Wednesday, October 8, 2014

Julia style string literal interpolation in R

I feel like a sculptor who has been using the same metal tools for the last four years and happened to have looked at my comrades and found them sporting new, sleek electric tools. Suddenly all of the hard work put into maintaining and adapting my metal tools ends up looking like duck tape and bubble gum patches.

I hate to say it but I feel that I have become somewhat infatuated with Julia. And infatuation is the right word. I have not yet committed the time to fully immerse myself in the language, yet everything I know about it makes me want to learn more. The language is well known for its mind-blowingly speed accomplished through just-in-time compiling. It also has many features which enhance the efficiency and readability of its code (see previous post, note the documentation has greatly improved since posting).

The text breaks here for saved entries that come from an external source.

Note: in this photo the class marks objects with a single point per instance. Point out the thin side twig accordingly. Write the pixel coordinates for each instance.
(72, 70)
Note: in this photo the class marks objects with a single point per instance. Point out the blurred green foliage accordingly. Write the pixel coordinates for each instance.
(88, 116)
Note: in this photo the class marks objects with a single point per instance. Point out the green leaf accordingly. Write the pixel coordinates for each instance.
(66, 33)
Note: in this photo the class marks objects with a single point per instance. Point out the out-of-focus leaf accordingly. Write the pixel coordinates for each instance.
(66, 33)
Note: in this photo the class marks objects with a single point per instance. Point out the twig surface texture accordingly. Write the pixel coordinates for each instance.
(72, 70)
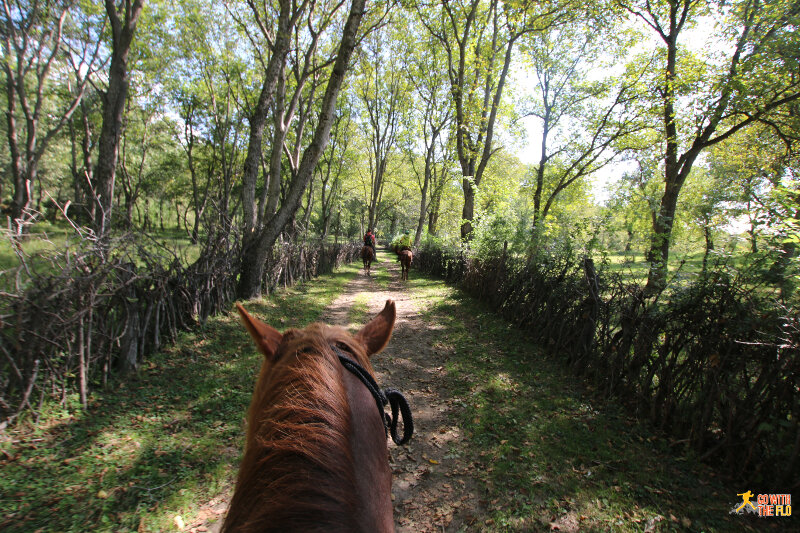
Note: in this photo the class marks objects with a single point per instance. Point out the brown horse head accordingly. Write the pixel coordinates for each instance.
(315, 456)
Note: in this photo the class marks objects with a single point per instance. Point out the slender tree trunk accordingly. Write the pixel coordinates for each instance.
(257, 248)
(122, 31)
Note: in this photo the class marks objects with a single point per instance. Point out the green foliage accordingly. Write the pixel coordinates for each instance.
(155, 447)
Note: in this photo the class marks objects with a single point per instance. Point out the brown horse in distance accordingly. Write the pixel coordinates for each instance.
(368, 256)
(405, 263)
(315, 456)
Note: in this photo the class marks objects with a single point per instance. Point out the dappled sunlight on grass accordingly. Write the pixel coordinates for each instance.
(548, 452)
(157, 445)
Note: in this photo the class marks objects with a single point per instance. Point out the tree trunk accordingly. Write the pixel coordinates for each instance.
(113, 108)
(257, 246)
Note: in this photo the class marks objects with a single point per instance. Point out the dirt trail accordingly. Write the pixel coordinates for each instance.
(432, 485)
(432, 482)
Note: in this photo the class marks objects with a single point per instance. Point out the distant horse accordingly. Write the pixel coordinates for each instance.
(405, 263)
(315, 453)
(368, 256)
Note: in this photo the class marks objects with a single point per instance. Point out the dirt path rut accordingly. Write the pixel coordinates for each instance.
(432, 486)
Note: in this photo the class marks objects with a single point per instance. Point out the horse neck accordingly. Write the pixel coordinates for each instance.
(316, 453)
(368, 444)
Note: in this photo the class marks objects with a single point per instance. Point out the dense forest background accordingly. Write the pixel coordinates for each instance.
(182, 148)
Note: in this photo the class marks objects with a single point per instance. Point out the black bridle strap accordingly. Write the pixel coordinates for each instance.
(392, 397)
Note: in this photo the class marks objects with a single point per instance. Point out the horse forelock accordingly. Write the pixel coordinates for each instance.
(298, 471)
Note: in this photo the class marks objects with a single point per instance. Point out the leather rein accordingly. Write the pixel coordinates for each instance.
(392, 397)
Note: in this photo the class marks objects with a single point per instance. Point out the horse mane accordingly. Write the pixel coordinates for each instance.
(298, 472)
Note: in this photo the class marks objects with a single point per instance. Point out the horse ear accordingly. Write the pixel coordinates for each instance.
(266, 337)
(377, 332)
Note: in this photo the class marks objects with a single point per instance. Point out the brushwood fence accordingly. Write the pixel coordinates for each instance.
(714, 363)
(92, 312)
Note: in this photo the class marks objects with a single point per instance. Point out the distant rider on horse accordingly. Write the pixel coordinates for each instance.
(404, 243)
(369, 240)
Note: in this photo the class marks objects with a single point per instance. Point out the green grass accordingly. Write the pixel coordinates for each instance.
(544, 447)
(157, 446)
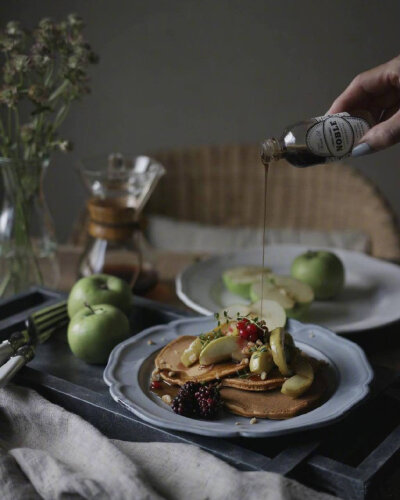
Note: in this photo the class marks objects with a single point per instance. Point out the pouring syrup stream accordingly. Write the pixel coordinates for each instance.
(266, 169)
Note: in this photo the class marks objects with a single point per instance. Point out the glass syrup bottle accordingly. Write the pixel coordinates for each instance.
(318, 140)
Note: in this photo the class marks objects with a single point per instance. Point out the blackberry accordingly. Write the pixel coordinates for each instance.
(208, 400)
(190, 388)
(197, 401)
(185, 403)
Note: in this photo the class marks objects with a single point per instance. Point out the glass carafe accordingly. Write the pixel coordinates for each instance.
(120, 186)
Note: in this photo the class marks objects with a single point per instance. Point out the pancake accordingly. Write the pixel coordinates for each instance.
(273, 404)
(169, 360)
(273, 381)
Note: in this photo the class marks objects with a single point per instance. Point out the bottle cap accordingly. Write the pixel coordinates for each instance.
(270, 150)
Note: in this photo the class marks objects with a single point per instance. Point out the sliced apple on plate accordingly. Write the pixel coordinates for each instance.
(261, 361)
(279, 350)
(293, 295)
(192, 353)
(269, 311)
(239, 280)
(300, 382)
(221, 349)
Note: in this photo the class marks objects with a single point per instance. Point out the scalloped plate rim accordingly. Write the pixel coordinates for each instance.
(200, 427)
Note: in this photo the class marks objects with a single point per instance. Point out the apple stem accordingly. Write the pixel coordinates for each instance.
(90, 308)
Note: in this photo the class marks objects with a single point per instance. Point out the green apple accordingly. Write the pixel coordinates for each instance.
(238, 280)
(299, 383)
(99, 289)
(95, 330)
(269, 311)
(293, 295)
(322, 270)
(221, 349)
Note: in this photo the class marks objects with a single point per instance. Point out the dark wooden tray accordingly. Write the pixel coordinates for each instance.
(349, 458)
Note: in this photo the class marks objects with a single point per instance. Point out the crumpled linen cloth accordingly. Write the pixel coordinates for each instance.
(47, 452)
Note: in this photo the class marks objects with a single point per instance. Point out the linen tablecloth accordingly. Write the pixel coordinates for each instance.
(47, 452)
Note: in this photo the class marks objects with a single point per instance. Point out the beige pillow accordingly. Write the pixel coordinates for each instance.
(168, 234)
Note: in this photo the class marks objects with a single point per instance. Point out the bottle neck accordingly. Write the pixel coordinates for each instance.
(270, 150)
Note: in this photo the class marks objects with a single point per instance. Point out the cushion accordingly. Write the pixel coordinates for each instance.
(165, 233)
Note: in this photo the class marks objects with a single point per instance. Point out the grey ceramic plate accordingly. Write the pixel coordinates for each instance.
(370, 298)
(131, 363)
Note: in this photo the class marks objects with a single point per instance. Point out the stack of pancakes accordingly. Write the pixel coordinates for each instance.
(243, 395)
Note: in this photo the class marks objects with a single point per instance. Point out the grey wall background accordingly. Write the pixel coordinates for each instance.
(184, 72)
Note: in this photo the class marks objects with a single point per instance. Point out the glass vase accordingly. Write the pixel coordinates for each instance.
(27, 240)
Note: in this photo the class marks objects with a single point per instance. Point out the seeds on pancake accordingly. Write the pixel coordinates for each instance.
(155, 374)
(167, 399)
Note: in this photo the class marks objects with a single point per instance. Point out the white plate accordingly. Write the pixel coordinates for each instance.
(131, 363)
(371, 297)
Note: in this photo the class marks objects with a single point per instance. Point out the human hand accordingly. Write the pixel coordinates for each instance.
(377, 91)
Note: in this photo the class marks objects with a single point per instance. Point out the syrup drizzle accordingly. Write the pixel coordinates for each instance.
(266, 169)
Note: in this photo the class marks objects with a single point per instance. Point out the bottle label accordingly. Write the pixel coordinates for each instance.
(334, 136)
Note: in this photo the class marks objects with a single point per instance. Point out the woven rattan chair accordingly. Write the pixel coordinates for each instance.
(224, 185)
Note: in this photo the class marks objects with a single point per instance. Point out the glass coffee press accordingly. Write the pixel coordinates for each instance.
(120, 186)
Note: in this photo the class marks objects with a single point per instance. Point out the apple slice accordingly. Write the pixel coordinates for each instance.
(293, 295)
(300, 382)
(192, 353)
(222, 349)
(277, 343)
(269, 311)
(239, 280)
(261, 361)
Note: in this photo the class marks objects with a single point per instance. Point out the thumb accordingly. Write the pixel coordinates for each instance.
(384, 134)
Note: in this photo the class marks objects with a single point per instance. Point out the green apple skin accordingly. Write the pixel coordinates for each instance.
(322, 270)
(99, 289)
(94, 331)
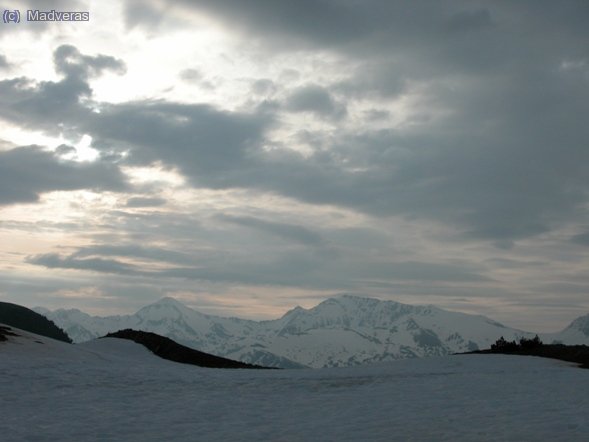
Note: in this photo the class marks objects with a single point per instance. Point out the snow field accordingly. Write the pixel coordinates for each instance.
(112, 389)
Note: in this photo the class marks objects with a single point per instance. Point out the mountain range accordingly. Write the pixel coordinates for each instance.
(342, 331)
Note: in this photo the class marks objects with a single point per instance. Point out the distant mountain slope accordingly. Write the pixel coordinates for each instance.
(168, 349)
(26, 319)
(341, 331)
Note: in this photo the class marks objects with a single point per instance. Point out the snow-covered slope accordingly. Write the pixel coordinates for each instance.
(576, 333)
(342, 331)
(116, 390)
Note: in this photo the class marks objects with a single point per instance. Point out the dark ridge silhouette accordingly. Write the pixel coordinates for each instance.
(28, 320)
(6, 331)
(578, 354)
(171, 350)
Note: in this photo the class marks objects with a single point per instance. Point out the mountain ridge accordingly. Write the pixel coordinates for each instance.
(340, 331)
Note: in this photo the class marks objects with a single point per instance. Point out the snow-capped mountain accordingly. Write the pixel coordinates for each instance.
(341, 331)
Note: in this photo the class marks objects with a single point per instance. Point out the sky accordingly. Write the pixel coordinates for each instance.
(246, 157)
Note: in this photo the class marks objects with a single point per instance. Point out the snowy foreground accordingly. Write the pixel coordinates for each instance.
(112, 389)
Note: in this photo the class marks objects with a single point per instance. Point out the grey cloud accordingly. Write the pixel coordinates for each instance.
(191, 75)
(4, 63)
(469, 20)
(55, 261)
(133, 251)
(26, 172)
(263, 86)
(316, 99)
(145, 202)
(71, 63)
(291, 232)
(581, 239)
(506, 162)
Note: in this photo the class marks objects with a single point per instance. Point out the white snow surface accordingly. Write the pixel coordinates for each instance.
(343, 331)
(116, 390)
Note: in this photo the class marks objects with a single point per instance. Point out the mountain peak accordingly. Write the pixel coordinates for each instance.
(581, 324)
(168, 300)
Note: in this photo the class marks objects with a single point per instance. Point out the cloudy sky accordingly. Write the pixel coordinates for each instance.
(249, 156)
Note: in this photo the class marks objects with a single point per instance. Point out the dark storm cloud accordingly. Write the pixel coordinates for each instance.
(26, 172)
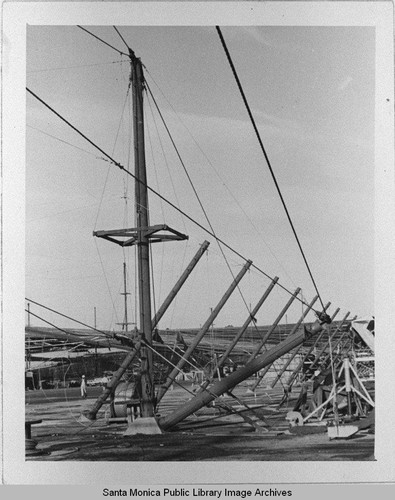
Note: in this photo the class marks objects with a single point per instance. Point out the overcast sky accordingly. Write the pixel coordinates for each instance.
(311, 91)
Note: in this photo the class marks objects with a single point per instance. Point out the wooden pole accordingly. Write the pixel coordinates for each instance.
(294, 329)
(239, 334)
(163, 389)
(300, 366)
(231, 380)
(169, 299)
(274, 325)
(141, 201)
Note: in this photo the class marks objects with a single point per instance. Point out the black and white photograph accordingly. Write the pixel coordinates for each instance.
(204, 224)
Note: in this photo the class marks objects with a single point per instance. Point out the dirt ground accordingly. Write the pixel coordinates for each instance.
(208, 435)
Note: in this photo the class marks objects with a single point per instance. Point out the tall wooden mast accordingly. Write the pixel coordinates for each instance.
(141, 204)
(142, 236)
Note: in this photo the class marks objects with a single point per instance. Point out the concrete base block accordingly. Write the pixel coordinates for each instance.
(342, 431)
(83, 419)
(143, 425)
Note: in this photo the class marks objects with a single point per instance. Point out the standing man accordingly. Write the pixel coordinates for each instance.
(83, 387)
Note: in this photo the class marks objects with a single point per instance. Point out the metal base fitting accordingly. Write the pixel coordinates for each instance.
(143, 425)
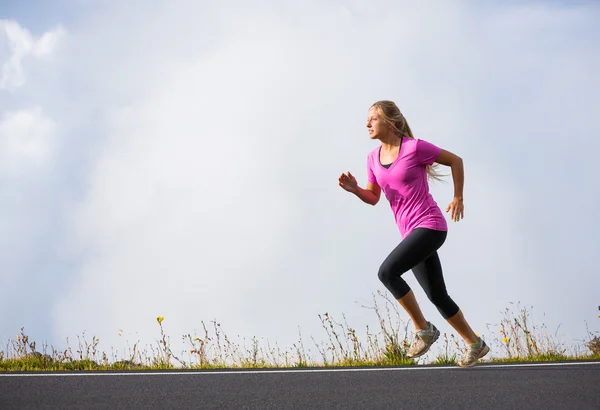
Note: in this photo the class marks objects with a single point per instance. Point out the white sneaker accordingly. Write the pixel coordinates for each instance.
(474, 353)
(423, 341)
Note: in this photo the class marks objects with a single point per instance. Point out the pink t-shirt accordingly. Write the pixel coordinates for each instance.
(405, 185)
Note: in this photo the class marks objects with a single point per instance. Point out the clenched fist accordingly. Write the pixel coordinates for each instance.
(348, 182)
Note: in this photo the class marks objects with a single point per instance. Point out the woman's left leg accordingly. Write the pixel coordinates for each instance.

However, though I very much want to, I cannot entirely switch my coding needs from R into Julia. This is primarily due to my ongoing usage of packages such as RStudio's "Shiny" and the University of Cambridge's server side software for building adaptive tests, "Concerto". And so with regret I will resign my Julia coding to probably a minor portion of my programming needs.

That does not mean however that I can't make some small changes to make R work more like Julia. To this end I have programmed a small function p which will replace string literals identified as "Hello #(name), how are you?" with their values being evaluated. If there are nested parenthesizes then it is necessary to close the literal with ")#", for example "c=#(b^(1+a))#".

# Julia like text concaction function.
p <- function(..., sep="", esc="#") { 
  # Change escape characters by specifying esc.
  # Break the input values into different strings cut at '#('
x <- paste(..., sep=sep)
x <- unlist(strsplit(x, paste0(esc,"("), fixed = TRUE))

# The first element is never evaluated.
out <- x[1]
# Check if x has been split.
if (length(x)>1) for (i in 2:length(x)) {
y <- unlist(strsplit(x[i], paste0(")",esc), fixed = TRUE))
if (x[i]==y[1])
y <- unlist(regmatches(x[i], regexpr(")", x[i]),
invert = TRUE))
out <- paste0(out, eval(parse(text=y[1])), y[-1])
}
out
}

name="Bob"
height=72
weight=230

# Let's see it in action
p(sep=" ", "Hello #(name).",
"My record indicates you are #(height) inches tall and weigh #(weight) pounds.",
"Your body mass index is #(round(703*weight/height^2,1))#") 
# [1] "Hello Bob. My record indicates you are 72 inches tall and weigh 230 pounds.
# Your body mass index is 31.2"

# The other nice thing about the p function is that it can be used to concat
# strings as a shortcut for paste0.
p("QRS","TUV")
# [1] "QRSTUV"
Created by Pretty R at inside-R.org

Thank you SO community for your help.

1. Thanks very much for this. I haven't used Julia but I'm used to string interpolation in Scala and have missed it in R. Nice touch to make the escape character a parameter.

2. Note that gsubfn in the gsubfn package can do string interpolation, e.g. gsubfn(x = "Your height is $height, weight is$weight, your BMI is round(703*weight/height^2,1)") produces "Your height is 72, weight is 230, your BMI is 31.2" .

1. Thank you! This is great. I don't think my command above is working very well.

3. OR, instead of reinventing the wheel you can use the sprintf() function in base R.

>message(sprintf("Hello %s. My record indicates you are %s inches tall and weigh %s pounds.\nYour body mass index is %s.", name, height, weight, round(703*weight/height^2,1)))

The message() function is what recognizes the new line character (\n), otherwise if you don't need new lines sprintf() will get you all the way there.
Every time I think R doesn't have something, my coworker, who's a straight up old school Rsmith, takes me to school with base R (this happens a lot with new fangled R packages I try and stay hip with).

4. OR, instead of reinventing the wheel you can use the sprintf() function in base R.

>message(sprintf("Hello %s. My record indicates you are %s inches tall and weigh %s pounds.\nYour body mass index is %s.", name, height, weight, round(703*weight/height^2,1)))

The message() function is what recognizes the new line character (\n), otherwise if you don't need new lines sprintf() will get you all the way there.
Every time I think R doesn't have something, my coworker, who's a straight up old school Rsmith, takes me to school with base R (this happens a lot with new fangled R packages I try and stay hip with).